The problem is that I need the part that updates the database only to happen when the form is submitted. Now I thought of just making a new php file and executing it from there (form action='newpage.php'). However, the problem is that this is the scripting for 1 of 9 products on the page. So, the new page wont be able to tell which product is being rated. How can I transfer the value of one variable on the original page to a new page?

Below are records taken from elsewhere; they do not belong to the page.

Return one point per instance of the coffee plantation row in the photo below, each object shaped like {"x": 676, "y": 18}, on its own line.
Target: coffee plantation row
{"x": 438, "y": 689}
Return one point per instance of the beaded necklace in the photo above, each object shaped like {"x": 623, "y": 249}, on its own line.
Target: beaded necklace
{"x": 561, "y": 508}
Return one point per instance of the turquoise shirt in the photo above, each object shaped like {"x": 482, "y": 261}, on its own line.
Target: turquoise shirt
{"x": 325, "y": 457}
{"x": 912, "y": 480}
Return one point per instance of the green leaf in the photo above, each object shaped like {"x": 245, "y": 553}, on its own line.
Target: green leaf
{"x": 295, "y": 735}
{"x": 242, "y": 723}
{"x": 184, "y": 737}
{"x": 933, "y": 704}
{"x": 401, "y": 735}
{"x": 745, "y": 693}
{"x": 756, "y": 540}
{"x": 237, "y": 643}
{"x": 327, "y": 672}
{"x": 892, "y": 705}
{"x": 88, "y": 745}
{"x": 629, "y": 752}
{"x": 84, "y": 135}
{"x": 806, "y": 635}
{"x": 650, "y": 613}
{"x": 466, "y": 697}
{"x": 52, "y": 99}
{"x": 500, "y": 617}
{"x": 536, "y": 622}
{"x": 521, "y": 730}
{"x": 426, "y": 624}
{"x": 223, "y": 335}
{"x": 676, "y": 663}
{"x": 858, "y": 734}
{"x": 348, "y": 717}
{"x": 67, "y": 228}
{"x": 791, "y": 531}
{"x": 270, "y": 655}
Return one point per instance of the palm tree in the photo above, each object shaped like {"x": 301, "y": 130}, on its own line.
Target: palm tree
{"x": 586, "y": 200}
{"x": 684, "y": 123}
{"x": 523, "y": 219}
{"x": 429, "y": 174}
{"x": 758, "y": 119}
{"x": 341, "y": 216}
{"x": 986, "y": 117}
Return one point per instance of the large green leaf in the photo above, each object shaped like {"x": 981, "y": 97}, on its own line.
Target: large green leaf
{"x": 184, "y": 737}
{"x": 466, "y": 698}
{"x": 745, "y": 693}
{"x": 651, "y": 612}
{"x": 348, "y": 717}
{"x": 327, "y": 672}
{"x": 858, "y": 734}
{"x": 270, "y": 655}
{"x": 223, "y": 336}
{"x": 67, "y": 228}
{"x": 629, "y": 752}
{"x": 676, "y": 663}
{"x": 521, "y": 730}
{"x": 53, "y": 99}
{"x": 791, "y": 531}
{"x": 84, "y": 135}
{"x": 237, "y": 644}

Or is there another way to do this?

Dijkgraaf

8:49 pm on Feb 12, 2006 (gmt 0)

WebmasterWorld Senior Member

10+ Year Member

You need in if block.
e.g.
if($action == "Submit"){
... do things from after the form submit
} else
{
... do things for page load
}

dreamcatcher

10:24 pm on Feb 12, 2006 (gmt 0)

WebmasterWorld Senior Member

10+ Year Member

Also, if you have register globals OFF, you need to access the variables using $_POST & $_GET.

dc

Anyango

6:38 am on Feb 13, 2006 (gmt 0)

WebmasterWorld Senior Member

10+ Year Member

The problem is that I need the part that updates the database only to happen when the form is submitted. Now I thought of just making a new php file and executing it from there (form action='newpage.php'). However, the problem is that this is the scripting for 1 of 9 products on the page. So, the new page wont be able to tell which product is being rated. How can I transfer the value of one variable on the original page to a new page? Or is there another way to do this?

simple!

when you make form like

echo "<form action=newpage.php>";

make a hidden field in that form containing the id of the product for which rating is being made like

echo "<form action=newpage.php>";
echo "<input type=hidden name=productid value='$id'>";

take product id from mysql and put it over there, so when newpage.php gets called it can update rating for that very product.

this was just to answer that question, the above two suggestions by those senior guys are much more recommended.